En mayo de 2020, la Alcaldía presentó un Plan de Expansión en Salud con el fin de llegar a 5.000 UCI; a la fecha, según Saludata, se cuenta con 2.265 camas UCI, menos de la mitad de lo proyectado en el Plan de Expansión. Además, en el conjunto del sistema de salud parece que no hay mejoras: transcurrido cerca de un año de la primera emergencia estamos casi como al principio. La infraestructura de la red hospitalaria, las medidas de atención de salud en casa, así como las condiciones laborales del cuerpo médico siguen siendo insuficientes. Mientras tanto, la administración avanza en su decisión de demoler el Hospital San Juan de Dios, Bien de Interés Cultural –BIC–, que además podría cumplir un importante papel para el sistema de salud y la formación del personal médico, tan importante en estos momentos para la capital y el país.

Sin duda alguna, sabíamos que con el fin de año y las actividades en la ciudad era previsible el pico que hoy afecta a su población, lo que se reclama es preparación, planes de contingencia, alistamiento en lo sanitario, en lo económico y en lo social. Estamos asistiendo a un nuevo confinamiento con un escenario en alerta roja. Cualquiera esperaría un mejor despliegue de gobierno luego de casi un año de aprendizajes, lamentables pérdidas humanas y materiales.

Las medidas restrictivas en la ciudad, las necesidades sociales y económicas en medio de la pandemia, han traído también protestas de la ciudadanía. Al respecto, a pesar de la fuerte posición de la alcaldesa frente al abuso de la policía, como vimos tras el episodio doloroso de la masacre en Bogotá en septiembre de 2020, las medidas concretas de actuación en la protesta social no han cambiado.
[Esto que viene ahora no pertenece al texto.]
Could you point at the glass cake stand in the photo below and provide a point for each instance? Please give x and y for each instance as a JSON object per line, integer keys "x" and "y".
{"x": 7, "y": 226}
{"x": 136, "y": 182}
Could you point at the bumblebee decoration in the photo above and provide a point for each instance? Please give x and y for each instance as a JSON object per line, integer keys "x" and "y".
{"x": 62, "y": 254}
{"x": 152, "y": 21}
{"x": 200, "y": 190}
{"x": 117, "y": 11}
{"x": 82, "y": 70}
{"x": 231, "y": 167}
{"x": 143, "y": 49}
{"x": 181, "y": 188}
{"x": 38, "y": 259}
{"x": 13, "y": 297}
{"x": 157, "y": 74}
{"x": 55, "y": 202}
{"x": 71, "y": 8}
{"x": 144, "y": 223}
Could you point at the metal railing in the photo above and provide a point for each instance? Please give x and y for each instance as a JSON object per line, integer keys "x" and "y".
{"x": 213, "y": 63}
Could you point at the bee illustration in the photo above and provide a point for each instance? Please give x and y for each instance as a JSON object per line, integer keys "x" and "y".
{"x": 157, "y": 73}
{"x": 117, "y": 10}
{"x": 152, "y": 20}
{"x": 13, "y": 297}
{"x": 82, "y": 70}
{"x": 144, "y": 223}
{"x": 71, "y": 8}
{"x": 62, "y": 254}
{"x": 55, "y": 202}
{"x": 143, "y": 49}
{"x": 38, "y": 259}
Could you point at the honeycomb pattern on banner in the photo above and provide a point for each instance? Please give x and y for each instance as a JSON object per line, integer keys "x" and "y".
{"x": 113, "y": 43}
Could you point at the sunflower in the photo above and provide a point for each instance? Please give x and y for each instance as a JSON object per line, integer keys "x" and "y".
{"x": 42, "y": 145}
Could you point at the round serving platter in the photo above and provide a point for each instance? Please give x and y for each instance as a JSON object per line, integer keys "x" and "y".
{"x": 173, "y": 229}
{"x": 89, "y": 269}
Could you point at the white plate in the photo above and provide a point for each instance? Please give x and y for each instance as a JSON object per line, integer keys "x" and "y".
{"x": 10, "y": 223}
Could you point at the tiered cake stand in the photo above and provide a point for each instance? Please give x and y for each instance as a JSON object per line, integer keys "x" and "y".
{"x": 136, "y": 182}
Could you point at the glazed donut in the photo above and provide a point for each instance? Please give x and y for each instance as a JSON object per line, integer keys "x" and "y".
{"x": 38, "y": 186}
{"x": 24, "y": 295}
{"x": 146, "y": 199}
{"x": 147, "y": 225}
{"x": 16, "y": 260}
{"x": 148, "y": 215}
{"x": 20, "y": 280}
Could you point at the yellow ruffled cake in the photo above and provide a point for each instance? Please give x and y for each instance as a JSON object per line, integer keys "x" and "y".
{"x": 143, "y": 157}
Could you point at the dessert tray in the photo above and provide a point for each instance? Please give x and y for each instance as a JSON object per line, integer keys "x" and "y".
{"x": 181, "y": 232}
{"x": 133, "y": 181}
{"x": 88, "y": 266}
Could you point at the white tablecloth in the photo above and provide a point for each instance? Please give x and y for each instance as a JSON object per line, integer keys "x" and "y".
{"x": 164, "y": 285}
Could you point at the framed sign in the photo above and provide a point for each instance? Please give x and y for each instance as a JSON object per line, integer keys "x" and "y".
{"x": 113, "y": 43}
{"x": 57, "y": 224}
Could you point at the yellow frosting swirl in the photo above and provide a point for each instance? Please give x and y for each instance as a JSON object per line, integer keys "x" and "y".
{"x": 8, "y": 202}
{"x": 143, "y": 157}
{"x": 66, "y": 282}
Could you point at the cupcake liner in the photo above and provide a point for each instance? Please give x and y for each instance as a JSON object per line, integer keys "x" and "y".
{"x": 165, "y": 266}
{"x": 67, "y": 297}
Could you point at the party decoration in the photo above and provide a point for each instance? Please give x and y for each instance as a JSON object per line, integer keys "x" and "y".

No podemos estar de acuerdo con ese tratamiento, no es posible, en ninguna circunstancia, que lleguen primero los gases que las ayudas para la gente. Así que, pese a los esfuerzos por volver a una política fundamentada en el diálogo y la mediación, parece que la concepción instalada en la institucionalidad de la ciudad sobre la protesta social y la lógica de “seguridad” ciudadana de Peñalosa, han continuado en esta alcaldía. Ese es un aspecto que requiere una pronta revisión, aún estamos esperando respuestas, ¿Quién dio la orden?

Con este balance de un año de gobierno, ustedes sacarán sus propias conclusiones. Lo cierto es que, ahora cuando suenan campanas de revocatoria, ahora que las fuerzas democráticas han anunciado que NO respaldarán los intentos de las fuerzas políticas tradicionales por recuperar el terreno perdido en Bogotá, Claudia López tiene la oportunidad de gobernar distinto. Es necesario romper con un modelo que favorece a los intereses privados, corporativos y políticos de las elites de antaño por encima de los intereses generales y públicos.

No basta con gobernar distinto, si los intereses no cambian a favor de la ciudad y de su gente.